Un même bien, deux DPE réalisés à plusieurs années d’intervalle et une sacrée différence de classement. Pour le couple propriétaire de cette maison en Bretagne, c’est clair, le premier diagnostiqueur a forcément commis une erreur. L’affaire n’est pas si simple, et l’arrêt de la cour d’appel de Rennes montre combien il est hasardeux de comparer deux DPE alors que la méthode a beaucoup évolué au fil des années…
Lors de la vente conclue en 2011, le DPE classait la maison en B avec une dépense énergétique annuelle de très exactement 1.031 euros. Quatre fois moins que les frais de chauffage invoqués par les acquéreurs lors du premier hiver passé dans leur nouvelle demeure. Des travaux d’isolation et de remplacement d’huisserie sont réalisés, et en 2015, les propriétaires commandent un second DPE. Surprise, le classement de leur bien s’est dégradé: la maison est désormais classée en D avec une estimation de consommations de 1.658 euros.

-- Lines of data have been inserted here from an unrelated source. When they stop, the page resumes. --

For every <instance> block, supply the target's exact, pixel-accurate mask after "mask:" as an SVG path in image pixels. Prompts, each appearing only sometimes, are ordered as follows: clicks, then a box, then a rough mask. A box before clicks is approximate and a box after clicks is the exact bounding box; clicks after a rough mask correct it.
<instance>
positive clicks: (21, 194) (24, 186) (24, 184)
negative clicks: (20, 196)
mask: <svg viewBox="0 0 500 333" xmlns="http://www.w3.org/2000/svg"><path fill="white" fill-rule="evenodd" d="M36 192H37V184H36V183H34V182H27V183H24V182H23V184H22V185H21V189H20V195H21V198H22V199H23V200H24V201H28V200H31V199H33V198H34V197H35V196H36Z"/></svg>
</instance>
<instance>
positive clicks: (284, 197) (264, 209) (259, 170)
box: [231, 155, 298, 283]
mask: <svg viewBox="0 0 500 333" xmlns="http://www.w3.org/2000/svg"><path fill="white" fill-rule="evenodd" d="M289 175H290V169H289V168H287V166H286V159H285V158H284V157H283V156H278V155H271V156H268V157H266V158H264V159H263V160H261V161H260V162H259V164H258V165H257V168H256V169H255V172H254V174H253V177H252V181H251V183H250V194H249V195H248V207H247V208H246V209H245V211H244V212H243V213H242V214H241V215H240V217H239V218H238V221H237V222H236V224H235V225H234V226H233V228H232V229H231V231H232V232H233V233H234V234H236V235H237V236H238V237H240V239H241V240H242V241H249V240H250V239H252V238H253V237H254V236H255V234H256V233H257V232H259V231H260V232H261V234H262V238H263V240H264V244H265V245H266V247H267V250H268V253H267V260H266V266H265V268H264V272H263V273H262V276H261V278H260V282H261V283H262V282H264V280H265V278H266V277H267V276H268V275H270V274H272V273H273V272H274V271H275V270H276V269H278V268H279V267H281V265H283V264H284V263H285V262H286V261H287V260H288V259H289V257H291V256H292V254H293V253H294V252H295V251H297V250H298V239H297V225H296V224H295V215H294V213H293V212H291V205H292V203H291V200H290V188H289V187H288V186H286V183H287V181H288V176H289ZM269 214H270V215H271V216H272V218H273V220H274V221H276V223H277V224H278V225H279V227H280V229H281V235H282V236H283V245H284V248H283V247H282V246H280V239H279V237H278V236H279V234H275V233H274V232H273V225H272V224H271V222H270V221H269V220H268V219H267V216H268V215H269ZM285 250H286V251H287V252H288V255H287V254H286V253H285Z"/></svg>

A n’y rien comprendre…
Estimant que le diagnostiqueur avait commis une faute et s’était montré bien trop généreux en classant le bien en B, les acquéreurs ont saisi la justice. Ce couple de Bretons réclamait plus de 17.000 euros pour des travaux d’isolation, 11.000 euros de dommages et intérêts pour le trouble de jouissance, et encore 5.000 euros pour le préjudice moral…
Deux DPE ne sont pas forcément comparables
Le tribunal puis la cour d’appel de Rennes ont toutefois rejeté leurs demandes. Motif? Les deux DPE réalisés en 2011 et en 2015 ne pouvaient être comparés ensemble. D’abord parce que la méthode n’est pas la même: 3CL version 15c pour le DPE de 2011, 3CL version 1-3 pour le DPE de 2015. Ajoutons que les surfaces de l’immeuble sont différentes entre les deux diagnostics (97,72 m² en 2011, 115,33 m² en 2015), que les évaluations de coût des énergies ont été réalisées sur des prix moyens différents et que le diagnostic de 2015 tient compte de consommations de chauffage électrique inexistantes quatre ans auparavant, bref, la cour d’appel retient que les deux diagnostics n’ont rien de comparable.
“En l’absence d’expertise et au regard de la différence de méthode, de référentiel et de base de calcul qui font obstacle à toute comparaison utile des diagnostics, le fait que la performance énergétique globale du logement soit estimée moindre en 2015 qu’elle ne l’avait été en 2011, et ce malgré la réalisation de travaux d’isolation, ne saurait suffire à établir que le diagnostic réalisé en 2011 avait mal été réalisé.”
La cour d’appel juge par ailleurs la différence de 627 euros entre les estimations des deux diagnostics peu “significative au regard de l’augmentation constante des prix de l’énergie étant notamment constaté que les bases de prix étaient ceux de l’année 2006 pour le diagnostic réalisé en 2011”.
Cour d’appel de Rennes, 2e chambre, 10 décembre 2021, n° 18/06176.